Rendon told me the state Legislature is trying to get Sacramento out of the way of regulating food vendors. He brought up how Santa Monica State Sen. Ben Allen — a Democrat — tried to pass a bill that would make it easier for cities to go after unlicensed street vendors, but the Assembly successfully tweaked it.
Now, Allen’s bill would require the California Governor’s Office of Business and Economic Development to produce a report on barriers that street vendors face in getting licenses and permits.
Meanwhile, state Sens. Lena Gonzalez (D-Long Beach) and Maria Elena Durazo (D- Los Angeles) have authored another bill that would loosen the state’s retail food code so more people can prepare food from home to sell.
“We’re kinder than a lot of cities are,” Rendon said as we ordered our ice cream — Mazapan for me, chongos zamoranos (an ice cream made of cinnamon-flavored curdled milk) for him. “As Dems, we fashion ourselves as champions of the little guy, and [helping street vendors] is the perfect example to help.”
We stopped to enjoy our respective cones. The Mazapan tasted just like its namesake candy, a powdered peanut confection that holds a Proustian power over me. Rendon smiled while finishing his. “This is really layered!” he said. “The subtlety.”

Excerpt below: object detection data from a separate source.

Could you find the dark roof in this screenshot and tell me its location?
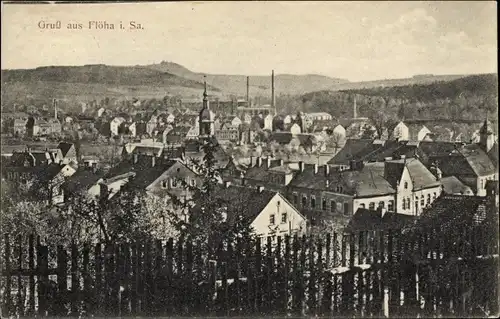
[441,176,472,195]
[63,169,104,192]
[57,142,73,157]
[128,160,177,189]
[345,208,417,232]
[289,163,395,197]
[191,185,277,223]
[328,139,382,165]
[488,141,498,167]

Before we left, I asked Rendon to plug a favorite restaurant in Sacramento and in his district, as well as a wild card.
“323 Tacos for up north — get the asada and lengua,” he said. “Burrito House in Bell, for their chile relleno burrito and handmade flour tortillas. And then that Laotian BBQ spot in Stanton — in that food hall out there ...”
“Super! Spicy, fresh, incredible.”
Damn, Rendon knows spots in Stanton? California’s democracy is safer than I imagined ... and so are its street vendors.